Hidden in the shadows of the lane halfway between the house and the road, he could see Joe at the mouth of the lane. He too heard the car and saw it come up and stop and Joe get into it. Possibly he did not even care who else was in it. Perhaps he already knew, and his purpose had been merely to see in which direction it went. Perhaps he believed that he knew that too, since the car could have gone almost anywhere in a country full of possible destinations with roads that led to them. Because he turned now back toward the house, walking fast, in that same pure and impersonal outrage, as if he believed so that he would be guided by some greater and purer outrage that he would not even need to
doubt personal faculties. In carpet slippers, without a hat, his nightshirt thrust into his trousers and his braces dangling, he went straight as an arrow to the stable and saddled his big, old, strong white horse and returned back down the lane and to the road at a heavy gallop, though Mrs McEachern from the kitchen door called his name when he rode out of the lot. He turned into the road at that slow and ponderous gallop, the two of them, man and beast, leaning a little stiffly forward as though in some juggernautish simulation of terrific speed though the actual speed itself was absent, as if in that cold and implacable and undeviating conviction of both omnipotence and clairvoyance of which they both partook known destination and speed were not necessary.

He rode at that same speed straight to the place which he sought and which he had found out of a whole night and almost a whole half of a county, though it was not that far distant.
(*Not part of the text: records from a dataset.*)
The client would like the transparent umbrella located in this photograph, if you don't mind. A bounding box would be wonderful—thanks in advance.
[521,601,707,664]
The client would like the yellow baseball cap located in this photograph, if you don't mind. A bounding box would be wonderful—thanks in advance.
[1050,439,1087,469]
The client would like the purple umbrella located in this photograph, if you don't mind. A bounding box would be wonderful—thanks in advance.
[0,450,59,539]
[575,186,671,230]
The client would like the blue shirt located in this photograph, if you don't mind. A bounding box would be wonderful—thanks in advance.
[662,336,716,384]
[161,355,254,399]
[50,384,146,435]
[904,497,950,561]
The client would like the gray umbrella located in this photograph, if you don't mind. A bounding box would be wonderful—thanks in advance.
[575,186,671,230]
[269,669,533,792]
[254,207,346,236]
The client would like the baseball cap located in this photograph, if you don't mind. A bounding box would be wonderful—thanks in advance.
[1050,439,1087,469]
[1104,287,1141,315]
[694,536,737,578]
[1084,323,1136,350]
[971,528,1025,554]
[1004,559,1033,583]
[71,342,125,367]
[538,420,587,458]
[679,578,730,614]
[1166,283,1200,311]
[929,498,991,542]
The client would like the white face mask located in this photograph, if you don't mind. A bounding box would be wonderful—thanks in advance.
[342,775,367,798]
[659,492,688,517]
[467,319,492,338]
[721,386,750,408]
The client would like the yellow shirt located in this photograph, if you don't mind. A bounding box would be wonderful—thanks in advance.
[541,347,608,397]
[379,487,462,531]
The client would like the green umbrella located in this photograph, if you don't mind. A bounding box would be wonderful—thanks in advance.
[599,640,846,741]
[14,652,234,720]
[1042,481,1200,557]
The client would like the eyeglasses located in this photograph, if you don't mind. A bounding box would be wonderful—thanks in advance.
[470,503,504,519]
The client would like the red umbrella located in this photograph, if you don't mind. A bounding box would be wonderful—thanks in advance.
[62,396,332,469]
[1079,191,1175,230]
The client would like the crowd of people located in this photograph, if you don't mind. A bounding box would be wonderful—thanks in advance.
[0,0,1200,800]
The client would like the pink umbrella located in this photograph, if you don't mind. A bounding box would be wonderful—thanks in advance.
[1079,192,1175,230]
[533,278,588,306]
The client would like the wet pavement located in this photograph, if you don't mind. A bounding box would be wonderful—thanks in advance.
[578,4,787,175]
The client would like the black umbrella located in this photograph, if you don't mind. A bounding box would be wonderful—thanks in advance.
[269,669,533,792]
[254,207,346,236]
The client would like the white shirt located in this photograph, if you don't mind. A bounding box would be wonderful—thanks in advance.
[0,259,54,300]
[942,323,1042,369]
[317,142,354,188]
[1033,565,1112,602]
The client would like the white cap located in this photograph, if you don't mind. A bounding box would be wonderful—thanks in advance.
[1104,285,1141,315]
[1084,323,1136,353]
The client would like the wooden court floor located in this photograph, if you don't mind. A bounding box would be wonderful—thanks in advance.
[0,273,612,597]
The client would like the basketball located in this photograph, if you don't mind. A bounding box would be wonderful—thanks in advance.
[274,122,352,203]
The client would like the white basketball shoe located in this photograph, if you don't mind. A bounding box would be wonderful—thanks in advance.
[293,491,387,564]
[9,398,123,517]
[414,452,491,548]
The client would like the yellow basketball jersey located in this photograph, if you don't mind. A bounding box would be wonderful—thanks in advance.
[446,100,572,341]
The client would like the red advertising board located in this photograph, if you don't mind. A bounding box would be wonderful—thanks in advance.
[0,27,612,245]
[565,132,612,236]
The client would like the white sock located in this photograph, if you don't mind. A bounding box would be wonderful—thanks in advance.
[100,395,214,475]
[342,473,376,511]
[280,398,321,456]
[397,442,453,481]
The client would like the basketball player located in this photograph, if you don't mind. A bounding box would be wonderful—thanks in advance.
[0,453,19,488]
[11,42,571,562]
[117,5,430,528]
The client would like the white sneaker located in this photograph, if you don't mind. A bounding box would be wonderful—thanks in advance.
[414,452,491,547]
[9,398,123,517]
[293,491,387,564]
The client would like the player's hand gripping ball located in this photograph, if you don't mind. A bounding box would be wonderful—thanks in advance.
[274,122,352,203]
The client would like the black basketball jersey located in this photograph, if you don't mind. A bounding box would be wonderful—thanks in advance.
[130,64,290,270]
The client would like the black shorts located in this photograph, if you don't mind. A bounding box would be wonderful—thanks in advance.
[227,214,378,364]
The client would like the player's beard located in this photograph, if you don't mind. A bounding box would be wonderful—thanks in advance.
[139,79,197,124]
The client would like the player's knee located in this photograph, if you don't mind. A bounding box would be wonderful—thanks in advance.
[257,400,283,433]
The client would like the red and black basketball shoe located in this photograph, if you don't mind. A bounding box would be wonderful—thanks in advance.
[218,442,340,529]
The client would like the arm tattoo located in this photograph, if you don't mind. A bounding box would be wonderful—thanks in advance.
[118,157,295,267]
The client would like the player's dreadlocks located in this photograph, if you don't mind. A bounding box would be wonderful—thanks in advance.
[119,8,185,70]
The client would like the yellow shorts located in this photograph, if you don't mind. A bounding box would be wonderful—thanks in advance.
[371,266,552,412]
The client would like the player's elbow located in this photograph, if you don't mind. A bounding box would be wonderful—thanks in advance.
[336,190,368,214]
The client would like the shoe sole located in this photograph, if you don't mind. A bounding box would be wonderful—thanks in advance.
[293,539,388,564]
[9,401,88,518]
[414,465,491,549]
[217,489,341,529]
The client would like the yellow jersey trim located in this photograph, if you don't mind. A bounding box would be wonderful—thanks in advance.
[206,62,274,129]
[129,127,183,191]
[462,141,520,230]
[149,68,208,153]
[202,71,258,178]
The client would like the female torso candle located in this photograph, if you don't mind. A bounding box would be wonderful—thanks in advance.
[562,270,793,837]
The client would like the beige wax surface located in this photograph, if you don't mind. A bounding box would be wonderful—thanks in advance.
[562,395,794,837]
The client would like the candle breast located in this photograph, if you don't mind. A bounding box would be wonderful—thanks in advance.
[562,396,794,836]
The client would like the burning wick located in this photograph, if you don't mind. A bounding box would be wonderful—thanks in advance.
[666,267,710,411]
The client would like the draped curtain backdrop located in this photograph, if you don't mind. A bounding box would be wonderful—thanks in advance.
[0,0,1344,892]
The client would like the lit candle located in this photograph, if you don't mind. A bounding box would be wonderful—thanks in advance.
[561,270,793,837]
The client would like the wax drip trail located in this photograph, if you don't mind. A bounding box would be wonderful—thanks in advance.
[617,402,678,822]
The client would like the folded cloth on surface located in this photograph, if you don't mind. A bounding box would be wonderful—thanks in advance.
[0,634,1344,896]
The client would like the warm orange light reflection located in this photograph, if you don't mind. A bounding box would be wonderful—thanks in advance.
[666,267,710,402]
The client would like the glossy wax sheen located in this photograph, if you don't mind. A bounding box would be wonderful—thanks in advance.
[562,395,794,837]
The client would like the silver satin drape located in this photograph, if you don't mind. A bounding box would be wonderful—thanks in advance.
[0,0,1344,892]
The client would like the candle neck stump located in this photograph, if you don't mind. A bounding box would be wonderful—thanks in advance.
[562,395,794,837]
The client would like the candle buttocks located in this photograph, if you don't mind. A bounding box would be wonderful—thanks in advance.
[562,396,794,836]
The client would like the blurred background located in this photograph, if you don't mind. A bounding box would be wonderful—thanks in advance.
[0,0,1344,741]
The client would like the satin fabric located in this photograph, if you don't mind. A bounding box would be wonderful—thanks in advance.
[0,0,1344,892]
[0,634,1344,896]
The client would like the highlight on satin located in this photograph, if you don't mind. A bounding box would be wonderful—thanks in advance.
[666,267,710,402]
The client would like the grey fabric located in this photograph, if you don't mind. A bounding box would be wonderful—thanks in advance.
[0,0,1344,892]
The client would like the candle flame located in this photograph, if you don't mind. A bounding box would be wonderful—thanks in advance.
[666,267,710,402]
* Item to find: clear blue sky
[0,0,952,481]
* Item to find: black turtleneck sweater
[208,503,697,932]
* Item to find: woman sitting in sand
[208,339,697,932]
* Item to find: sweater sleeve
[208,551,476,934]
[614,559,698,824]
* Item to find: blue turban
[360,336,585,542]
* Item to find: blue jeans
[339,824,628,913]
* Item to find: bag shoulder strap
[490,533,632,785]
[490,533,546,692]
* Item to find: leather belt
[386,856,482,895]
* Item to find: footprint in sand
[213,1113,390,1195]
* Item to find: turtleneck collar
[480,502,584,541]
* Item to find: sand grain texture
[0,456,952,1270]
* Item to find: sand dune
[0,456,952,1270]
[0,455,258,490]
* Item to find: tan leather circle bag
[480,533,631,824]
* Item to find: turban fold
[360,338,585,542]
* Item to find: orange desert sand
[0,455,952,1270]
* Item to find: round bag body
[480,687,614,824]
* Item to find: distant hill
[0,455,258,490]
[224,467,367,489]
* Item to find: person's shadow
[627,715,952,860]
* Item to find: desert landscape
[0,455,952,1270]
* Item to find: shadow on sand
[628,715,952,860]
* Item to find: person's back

He had gone hardly four miles when he heard music ahead and then he saw beside the road lights in a schoolhouse, a oneroom building. He had known where the building was, but he had had neither reason nor manner of knowing that there would be a dance held in it. But he rode straight to it and into the random shadows of parked cars and buggies and saddled horses and mules which filled the grove which surrounded the school, and dismounted almost before the horse had stopped. He did not even tether it. He got down, and in the carpet slippers and the dangling braces and his round head and his short, blunt, outraged beard ran toward the open door and the open windows where the music came and where kerosenelit shadows passed in a certain orderly uproar.